Convergence of genetic and environmental factors on parvalbumin-positive interneurons in schizophrenia

Abstract

Schizophrenia etiology is thought to involve an interaction between genetic and environmental factors during postnatal brain development. However, there is a fundamental gap in our understanding of the molecular mechanisms by which environmental factors interact with genetic susceptibility to trigger symptom onset and disease progression. In this review, we summarize the most recent findings implicating oxidative stress as one mechanism by which environmental insults, especially early life social stress, impact the development of schizophrenia. Based on a review of the literature and the results of our own animal model, we suggest that environmental stressors such as social isolation render parvalbumin-positive interneurons (PVIs) vulnerable to oxidative stress. We previously reported that social isolation stress exacerbates many of the schizophrenia-like phenotypes seen in a conditional genetic mouse model in which NMDA receptors (NMDARs) are selectively ablated in half of cortical and hippocampal interneurons during early postnatal development (Belforte et al., 2010). We have since revealed that this social isolation-induced effect is caused by impairments in the antioxidant defense capacity in the PVIs in which NMDARs are ablated. We propose that this effect is mediated by the down-regulation of PGC-1α, a master regulator of mitochondrial energy metabolism and anti-oxidant defense, following the deletion of NMDARs (Jiang et al., 2013). Other potential molecular mechanisms underlying redox dysfunction upon gene and environmental interaction will be discussed, with a focus on the unique properties of PVIs.

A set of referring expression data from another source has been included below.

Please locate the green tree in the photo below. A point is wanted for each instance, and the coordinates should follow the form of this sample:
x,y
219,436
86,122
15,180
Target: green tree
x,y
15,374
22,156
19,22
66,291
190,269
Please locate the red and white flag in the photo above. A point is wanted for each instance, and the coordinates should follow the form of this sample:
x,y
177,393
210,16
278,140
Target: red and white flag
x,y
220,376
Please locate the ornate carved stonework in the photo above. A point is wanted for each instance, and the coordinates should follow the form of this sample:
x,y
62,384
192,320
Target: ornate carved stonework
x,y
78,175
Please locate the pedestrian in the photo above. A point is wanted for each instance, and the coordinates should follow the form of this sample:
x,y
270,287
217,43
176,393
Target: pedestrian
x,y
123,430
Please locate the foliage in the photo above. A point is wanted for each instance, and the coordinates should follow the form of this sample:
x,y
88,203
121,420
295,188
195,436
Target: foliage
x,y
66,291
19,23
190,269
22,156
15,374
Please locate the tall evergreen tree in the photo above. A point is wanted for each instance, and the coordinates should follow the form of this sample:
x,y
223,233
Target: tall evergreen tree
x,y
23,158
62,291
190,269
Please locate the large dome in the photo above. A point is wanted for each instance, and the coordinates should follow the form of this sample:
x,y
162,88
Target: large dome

Keywords: GABA neuron; NMDA receptors; PGC-1α; animal model; fast-spiking neurons; oxidative stress; social isolation.

Figure 1

PVIs are vulnerable to oxidative stress induced by GxE during development. An interaction between genetic susceptibility and environmental insults disrupts normal brain development and leads to the manifestation of schizophrenia. Unique properties of PVIs make them vulnerable to redox imbalance induced by GxE.

Figure 2

PGC-1α is a critical contributor to the antioxidant capacity of FS PVIs. The high energy demand of FS PVIs makes them vulnerable to mitochondrial dysfunction and oxidative stress. PGC-1α, a master regulator of transcriptional programs involved in mitochondrial energy metabolism and antioxidant defense, is highly concentrated in PVIs. In concert with other proteins, PGC-1α increases the transcription of antioxidant enzymes and PV. Transcription of PGC-1α itself is intracellular Ca²⁺ influx-dependent and can be regulated by epigenetic modifications.